Generalized Intersection over Union: A Metric and A Loss for Bounding Box Regression
This addresses a key bottleneck in object detection for computer vision researchers and practitioners, offering an incremental but practical enhancement to existing frameworks.
The paper tackles the gap between optimizing distance losses and maximizing Intersection over Union (IoU) in object detection by introducing Generalized IoU (GIoU) as both a metric and loss, showing consistent performance improvements on benchmarks like PASCAL VOC and MS COCO.
Intersection over Union (IoU) is the most popular evaluation metric used in the object detection benchmarks.

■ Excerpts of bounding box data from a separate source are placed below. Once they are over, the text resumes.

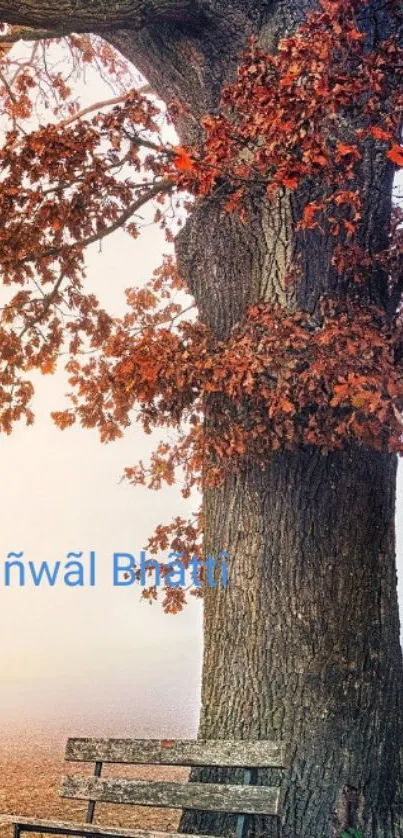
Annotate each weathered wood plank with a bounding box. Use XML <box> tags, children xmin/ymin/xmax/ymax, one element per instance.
<box><xmin>66</xmin><ymin>739</ymin><xmax>288</xmax><ymax>768</ymax></box>
<box><xmin>0</xmin><ymin>815</ymin><xmax>224</xmax><ymax>838</ymax></box>
<box><xmin>60</xmin><ymin>776</ymin><xmax>279</xmax><ymax>815</ymax></box>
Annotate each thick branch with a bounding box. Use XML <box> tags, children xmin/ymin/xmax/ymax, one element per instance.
<box><xmin>0</xmin><ymin>0</ymin><xmax>205</xmax><ymax>38</ymax></box>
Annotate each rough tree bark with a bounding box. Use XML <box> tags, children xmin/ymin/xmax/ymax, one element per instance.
<box><xmin>0</xmin><ymin>0</ymin><xmax>403</xmax><ymax>838</ymax></box>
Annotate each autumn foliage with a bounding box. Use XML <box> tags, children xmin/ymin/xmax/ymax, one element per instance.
<box><xmin>0</xmin><ymin>0</ymin><xmax>403</xmax><ymax>611</ymax></box>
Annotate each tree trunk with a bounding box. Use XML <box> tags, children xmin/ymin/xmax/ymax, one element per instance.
<box><xmin>182</xmin><ymin>446</ymin><xmax>403</xmax><ymax>838</ymax></box>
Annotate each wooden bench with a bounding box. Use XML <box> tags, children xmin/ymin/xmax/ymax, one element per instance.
<box><xmin>0</xmin><ymin>739</ymin><xmax>287</xmax><ymax>838</ymax></box>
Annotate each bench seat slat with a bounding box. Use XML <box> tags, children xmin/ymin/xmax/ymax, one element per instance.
<box><xmin>61</xmin><ymin>776</ymin><xmax>279</xmax><ymax>815</ymax></box>
<box><xmin>65</xmin><ymin>738</ymin><xmax>288</xmax><ymax>768</ymax></box>
<box><xmin>0</xmin><ymin>815</ymin><xmax>223</xmax><ymax>838</ymax></box>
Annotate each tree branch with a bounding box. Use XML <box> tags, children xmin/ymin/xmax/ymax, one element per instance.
<box><xmin>0</xmin><ymin>0</ymin><xmax>208</xmax><ymax>41</ymax></box>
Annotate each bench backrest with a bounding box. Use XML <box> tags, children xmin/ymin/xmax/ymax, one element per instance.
<box><xmin>60</xmin><ymin>739</ymin><xmax>287</xmax><ymax>823</ymax></box>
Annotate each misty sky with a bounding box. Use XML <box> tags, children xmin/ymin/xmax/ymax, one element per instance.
<box><xmin>0</xmin><ymin>42</ymin><xmax>403</xmax><ymax>736</ymax></box>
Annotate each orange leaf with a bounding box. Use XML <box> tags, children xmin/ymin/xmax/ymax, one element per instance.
<box><xmin>337</xmin><ymin>143</ymin><xmax>361</xmax><ymax>160</ymax></box>
<box><xmin>371</xmin><ymin>125</ymin><xmax>390</xmax><ymax>140</ymax></box>
<box><xmin>174</xmin><ymin>146</ymin><xmax>194</xmax><ymax>172</ymax></box>
<box><xmin>386</xmin><ymin>143</ymin><xmax>403</xmax><ymax>166</ymax></box>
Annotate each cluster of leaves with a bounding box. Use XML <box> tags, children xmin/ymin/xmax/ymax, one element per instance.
<box><xmin>0</xmin><ymin>0</ymin><xmax>403</xmax><ymax>611</ymax></box>
<box><xmin>53</xmin><ymin>263</ymin><xmax>403</xmax><ymax>480</ymax></box>
<box><xmin>174</xmin><ymin>0</ymin><xmax>403</xmax><ymax>220</ymax></box>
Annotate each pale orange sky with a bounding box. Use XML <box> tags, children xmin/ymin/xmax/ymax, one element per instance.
<box><xmin>0</xmin><ymin>41</ymin><xmax>403</xmax><ymax>736</ymax></box>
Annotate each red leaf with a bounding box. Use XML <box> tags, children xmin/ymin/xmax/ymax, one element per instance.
<box><xmin>386</xmin><ymin>143</ymin><xmax>403</xmax><ymax>166</ymax></box>
<box><xmin>174</xmin><ymin>146</ymin><xmax>194</xmax><ymax>172</ymax></box>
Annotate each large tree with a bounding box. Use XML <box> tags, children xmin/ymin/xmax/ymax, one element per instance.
<box><xmin>0</xmin><ymin>0</ymin><xmax>403</xmax><ymax>838</ymax></box>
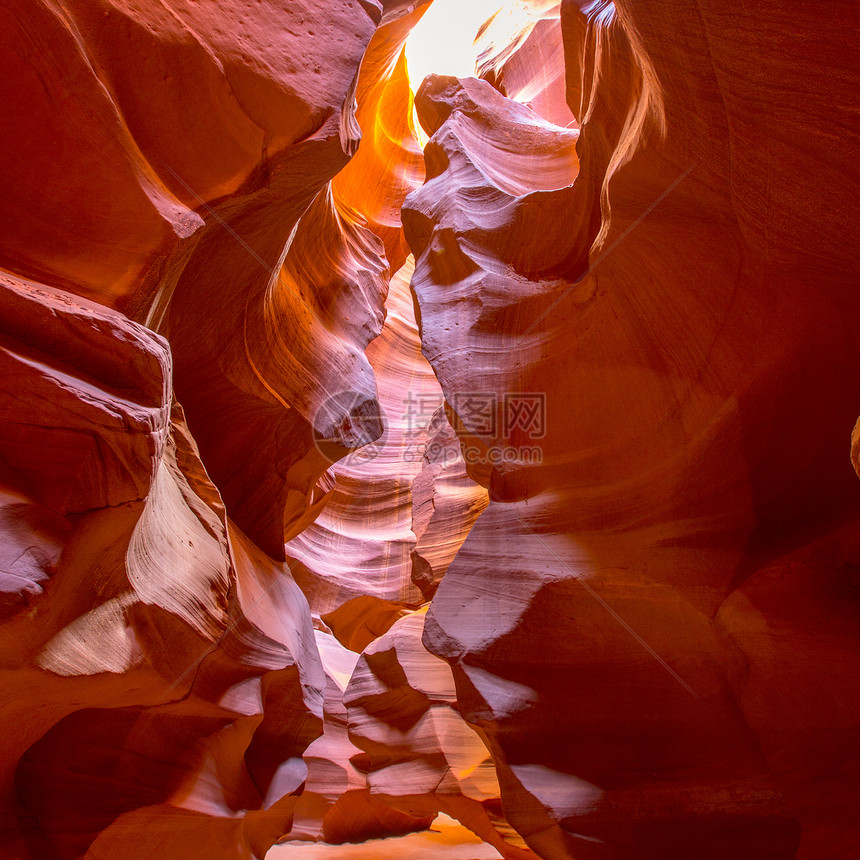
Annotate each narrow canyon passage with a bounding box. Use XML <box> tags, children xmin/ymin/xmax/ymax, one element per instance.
<box><xmin>0</xmin><ymin>0</ymin><xmax>860</xmax><ymax>860</ymax></box>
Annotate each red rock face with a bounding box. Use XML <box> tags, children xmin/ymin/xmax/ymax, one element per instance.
<box><xmin>0</xmin><ymin>0</ymin><xmax>860</xmax><ymax>860</ymax></box>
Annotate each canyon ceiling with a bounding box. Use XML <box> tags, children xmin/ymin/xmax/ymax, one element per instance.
<box><xmin>0</xmin><ymin>0</ymin><xmax>860</xmax><ymax>860</ymax></box>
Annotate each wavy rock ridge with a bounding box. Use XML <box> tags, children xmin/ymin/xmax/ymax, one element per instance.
<box><xmin>0</xmin><ymin>0</ymin><xmax>860</xmax><ymax>860</ymax></box>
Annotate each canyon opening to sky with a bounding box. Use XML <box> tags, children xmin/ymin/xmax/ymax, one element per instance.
<box><xmin>0</xmin><ymin>0</ymin><xmax>860</xmax><ymax>860</ymax></box>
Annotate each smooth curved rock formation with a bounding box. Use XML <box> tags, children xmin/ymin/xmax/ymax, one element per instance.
<box><xmin>0</xmin><ymin>0</ymin><xmax>860</xmax><ymax>860</ymax></box>
<box><xmin>404</xmin><ymin>2</ymin><xmax>860</xmax><ymax>860</ymax></box>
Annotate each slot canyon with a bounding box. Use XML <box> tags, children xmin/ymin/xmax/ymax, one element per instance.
<box><xmin>0</xmin><ymin>0</ymin><xmax>860</xmax><ymax>860</ymax></box>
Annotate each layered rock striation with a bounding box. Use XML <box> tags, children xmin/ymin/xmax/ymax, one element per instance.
<box><xmin>0</xmin><ymin>0</ymin><xmax>860</xmax><ymax>860</ymax></box>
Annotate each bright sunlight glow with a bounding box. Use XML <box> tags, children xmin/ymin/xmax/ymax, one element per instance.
<box><xmin>406</xmin><ymin>0</ymin><xmax>506</xmax><ymax>90</ymax></box>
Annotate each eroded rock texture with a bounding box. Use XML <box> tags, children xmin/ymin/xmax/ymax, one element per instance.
<box><xmin>404</xmin><ymin>0</ymin><xmax>860</xmax><ymax>858</ymax></box>
<box><xmin>0</xmin><ymin>0</ymin><xmax>860</xmax><ymax>860</ymax></box>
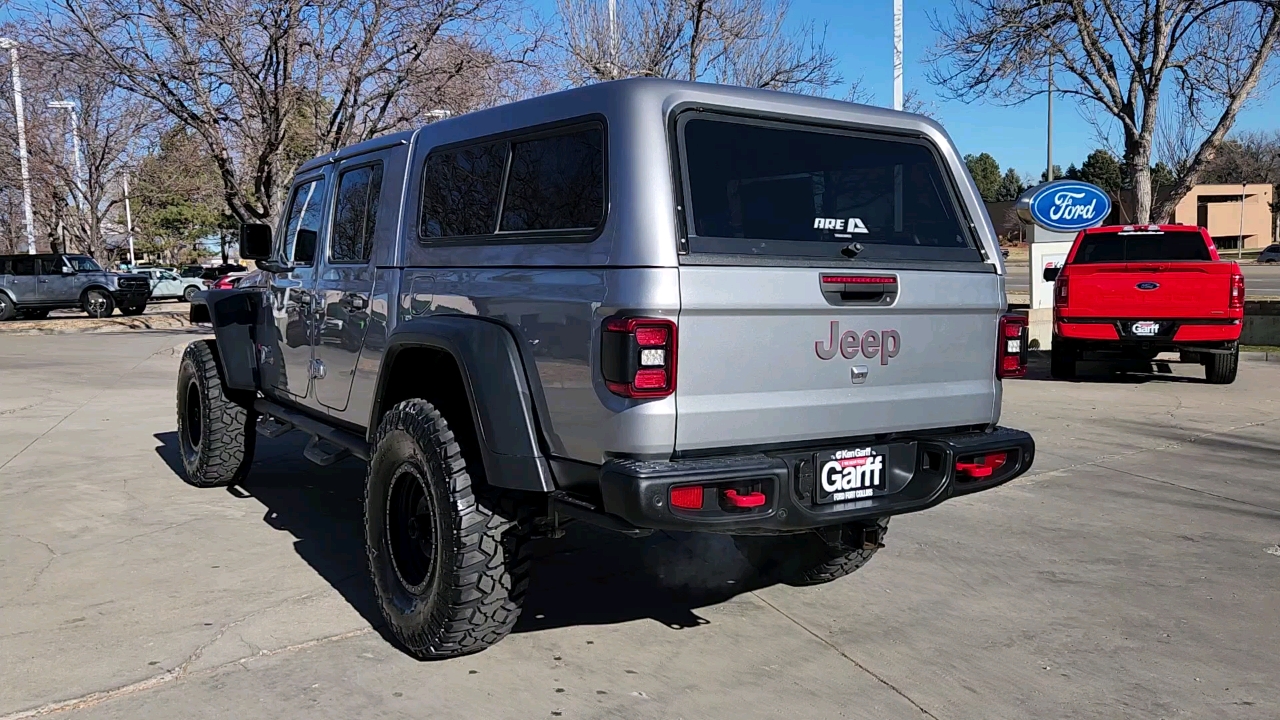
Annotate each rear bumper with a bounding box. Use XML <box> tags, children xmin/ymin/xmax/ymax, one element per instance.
<box><xmin>600</xmin><ymin>428</ymin><xmax>1036</xmax><ymax>533</ymax></box>
<box><xmin>1053</xmin><ymin>319</ymin><xmax>1244</xmax><ymax>350</ymax></box>
<box><xmin>111</xmin><ymin>288</ymin><xmax>151</xmax><ymax>307</ymax></box>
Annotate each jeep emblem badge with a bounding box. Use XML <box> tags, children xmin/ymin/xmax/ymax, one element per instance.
<box><xmin>849</xmin><ymin>365</ymin><xmax>872</xmax><ymax>386</ymax></box>
<box><xmin>813</xmin><ymin>320</ymin><xmax>902</xmax><ymax>363</ymax></box>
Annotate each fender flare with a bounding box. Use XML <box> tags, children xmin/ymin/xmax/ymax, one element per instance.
<box><xmin>369</xmin><ymin>315</ymin><xmax>556</xmax><ymax>492</ymax></box>
<box><xmin>188</xmin><ymin>288</ymin><xmax>262</xmax><ymax>392</ymax></box>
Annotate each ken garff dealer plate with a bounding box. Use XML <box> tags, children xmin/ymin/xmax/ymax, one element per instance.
<box><xmin>1018</xmin><ymin>181</ymin><xmax>1111</xmax><ymax>232</ymax></box>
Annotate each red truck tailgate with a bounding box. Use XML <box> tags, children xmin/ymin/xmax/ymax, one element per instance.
<box><xmin>1062</xmin><ymin>261</ymin><xmax>1235</xmax><ymax>319</ymax></box>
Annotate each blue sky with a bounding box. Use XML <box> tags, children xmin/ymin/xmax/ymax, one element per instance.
<box><xmin>532</xmin><ymin>0</ymin><xmax>1280</xmax><ymax>178</ymax></box>
<box><xmin>12</xmin><ymin>0</ymin><xmax>1280</xmax><ymax>178</ymax></box>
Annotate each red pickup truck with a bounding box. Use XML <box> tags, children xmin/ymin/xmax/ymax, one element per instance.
<box><xmin>1044</xmin><ymin>225</ymin><xmax>1244</xmax><ymax>384</ymax></box>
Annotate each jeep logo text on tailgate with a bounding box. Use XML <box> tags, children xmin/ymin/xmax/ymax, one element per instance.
<box><xmin>813</xmin><ymin>320</ymin><xmax>902</xmax><ymax>365</ymax></box>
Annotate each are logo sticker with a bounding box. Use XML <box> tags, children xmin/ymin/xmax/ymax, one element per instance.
<box><xmin>813</xmin><ymin>218</ymin><xmax>870</xmax><ymax>237</ymax></box>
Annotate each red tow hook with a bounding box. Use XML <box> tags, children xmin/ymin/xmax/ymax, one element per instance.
<box><xmin>956</xmin><ymin>452</ymin><xmax>1009</xmax><ymax>480</ymax></box>
<box><xmin>724</xmin><ymin>488</ymin><xmax>765</xmax><ymax>507</ymax></box>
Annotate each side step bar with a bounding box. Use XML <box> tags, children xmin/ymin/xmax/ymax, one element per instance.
<box><xmin>253</xmin><ymin>397</ymin><xmax>369</xmax><ymax>465</ymax></box>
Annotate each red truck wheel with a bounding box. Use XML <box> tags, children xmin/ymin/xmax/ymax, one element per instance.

However, there is a gap between optimizing the commonly used distance losses for regressing the parameters of a bounding box and maximizing this metric value. The optimal objective for a metric is the metric itself. In the case of axis-aligned 2D bounding boxes, it can be shown that $IoU$ can be directly used as a regression loss. However, $IoU$ has a plateau making it infeasible to optimize in the case of non-overlapping bounding boxes. In this paper, we address the weaknesses of $IoU$ by introducing a generalized version as both a new loss and a new metric. By incorporating this generalized $IoU$ ($GIoU$) as a loss into the state-of-the art object detection frameworks, we show a consistent improvement on their performance using both the standard, $IoU$ based, and new, $GIoU$ based, performance measures on popular object detection benchmarks such as PASCAL VOC and MS COCO.